Depuis la Révolution
L’abbaye fut confisquée comme bien national et vendue en 1791 à Mathieu Bertrand qui entreprit de la transformer en maison d’habitation. Voilà ce qu’il écrit dans ses cahiers :
« L’église dépourvue de toit de voûtes depuis l’entrée jusqu’à l’extrémité de la nef, n’offrait sur toute sa longueur que des murs prêts à s’écrouler. Dans moins de deux ans, les réparations d’entretien et les toits furent achevés. Les murs de l’église furent abattus jusqu’au point où ils sont aujourd’hui, la clôture de la cour achevée là où est le grand portail, une bergerie fut construite en appui contre le mur extérieur Nord de la nef. Un peu plus à l’Ouest, ce même mur Nord de la nef a été englobé dans la construction d’une maison d’habitation.

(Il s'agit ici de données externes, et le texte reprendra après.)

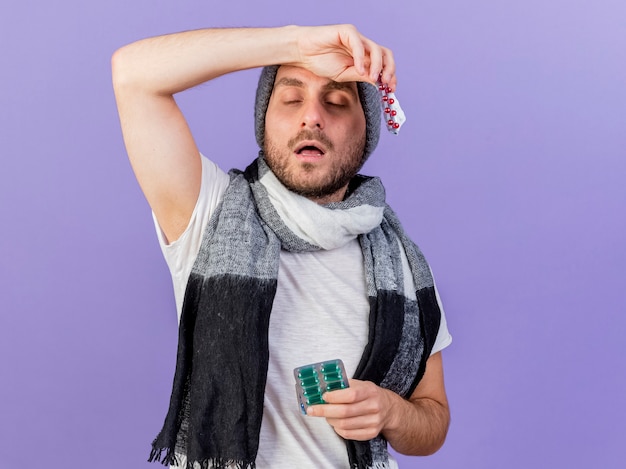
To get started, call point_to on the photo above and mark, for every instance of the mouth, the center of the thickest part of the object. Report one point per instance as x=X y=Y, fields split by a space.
x=310 y=149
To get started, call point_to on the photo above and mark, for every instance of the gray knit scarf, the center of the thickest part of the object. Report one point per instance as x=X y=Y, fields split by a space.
x=216 y=405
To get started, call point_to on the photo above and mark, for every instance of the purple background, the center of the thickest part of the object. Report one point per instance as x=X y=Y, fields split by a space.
x=509 y=173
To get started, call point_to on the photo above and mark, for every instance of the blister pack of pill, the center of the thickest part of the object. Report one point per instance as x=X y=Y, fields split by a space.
x=393 y=115
x=317 y=378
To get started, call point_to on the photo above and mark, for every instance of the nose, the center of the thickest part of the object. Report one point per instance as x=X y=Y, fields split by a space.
x=312 y=115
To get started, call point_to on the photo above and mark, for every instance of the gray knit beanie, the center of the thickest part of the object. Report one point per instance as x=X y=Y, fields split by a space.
x=368 y=95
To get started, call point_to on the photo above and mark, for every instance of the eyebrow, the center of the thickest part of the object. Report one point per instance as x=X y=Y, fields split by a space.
x=330 y=85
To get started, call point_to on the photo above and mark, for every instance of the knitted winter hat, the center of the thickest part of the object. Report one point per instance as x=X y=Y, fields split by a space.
x=368 y=95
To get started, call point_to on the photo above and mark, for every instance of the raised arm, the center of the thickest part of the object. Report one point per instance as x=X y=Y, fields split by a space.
x=148 y=73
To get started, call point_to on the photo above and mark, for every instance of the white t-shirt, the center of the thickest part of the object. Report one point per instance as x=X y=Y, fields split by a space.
x=320 y=312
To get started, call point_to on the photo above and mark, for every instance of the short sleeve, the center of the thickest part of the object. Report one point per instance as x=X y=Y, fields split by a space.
x=180 y=255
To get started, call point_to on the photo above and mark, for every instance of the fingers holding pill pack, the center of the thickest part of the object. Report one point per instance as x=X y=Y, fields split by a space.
x=317 y=378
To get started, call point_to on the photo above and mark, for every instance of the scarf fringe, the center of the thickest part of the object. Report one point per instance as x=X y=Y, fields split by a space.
x=376 y=465
x=170 y=458
x=219 y=463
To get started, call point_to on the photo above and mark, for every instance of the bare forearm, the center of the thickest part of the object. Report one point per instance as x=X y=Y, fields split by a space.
x=417 y=427
x=168 y=64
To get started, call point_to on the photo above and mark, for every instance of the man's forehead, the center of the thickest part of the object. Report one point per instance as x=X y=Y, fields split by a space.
x=301 y=78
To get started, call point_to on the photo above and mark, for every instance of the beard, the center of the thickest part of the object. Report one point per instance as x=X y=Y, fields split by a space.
x=301 y=178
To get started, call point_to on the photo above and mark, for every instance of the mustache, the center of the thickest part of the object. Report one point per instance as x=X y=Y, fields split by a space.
x=307 y=134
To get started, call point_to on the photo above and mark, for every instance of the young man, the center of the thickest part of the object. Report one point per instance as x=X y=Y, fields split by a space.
x=296 y=260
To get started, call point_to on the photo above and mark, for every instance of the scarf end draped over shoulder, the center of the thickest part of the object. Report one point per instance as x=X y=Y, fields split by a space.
x=216 y=407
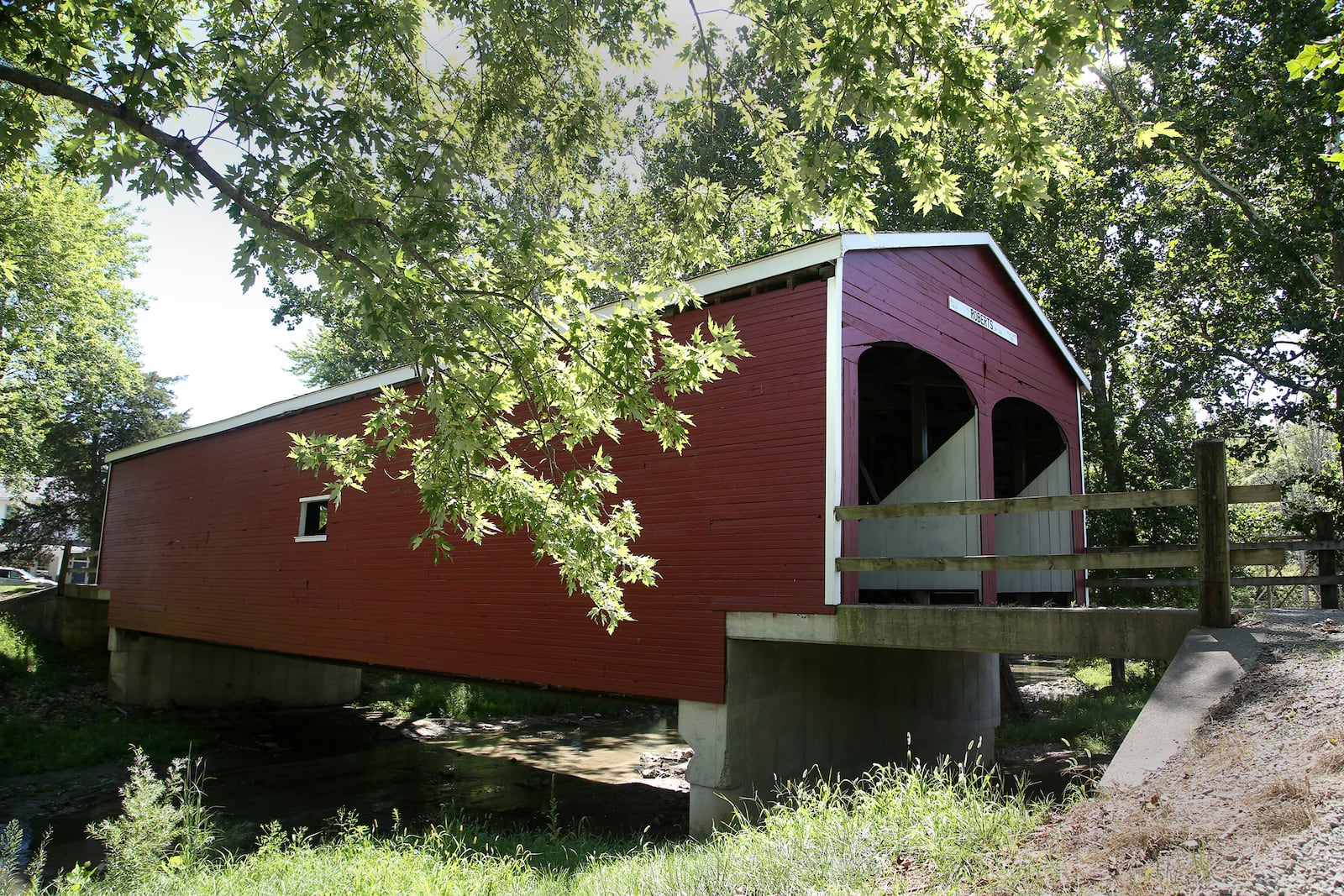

Un plancher fut enfin jeté dans toute l’étendue de l’abside de la coupole et du transept ; il procure ainsi au fermier une nouvelle grange ».
Cette nouvelle utilisation des bâtiments de l’abbaye a duré près de deux cents ans et a sans doute permis que nous puissions aujourd’hui les retrouver presque intacts et prêts à être restaurés et à nous raconter leur longue histoire.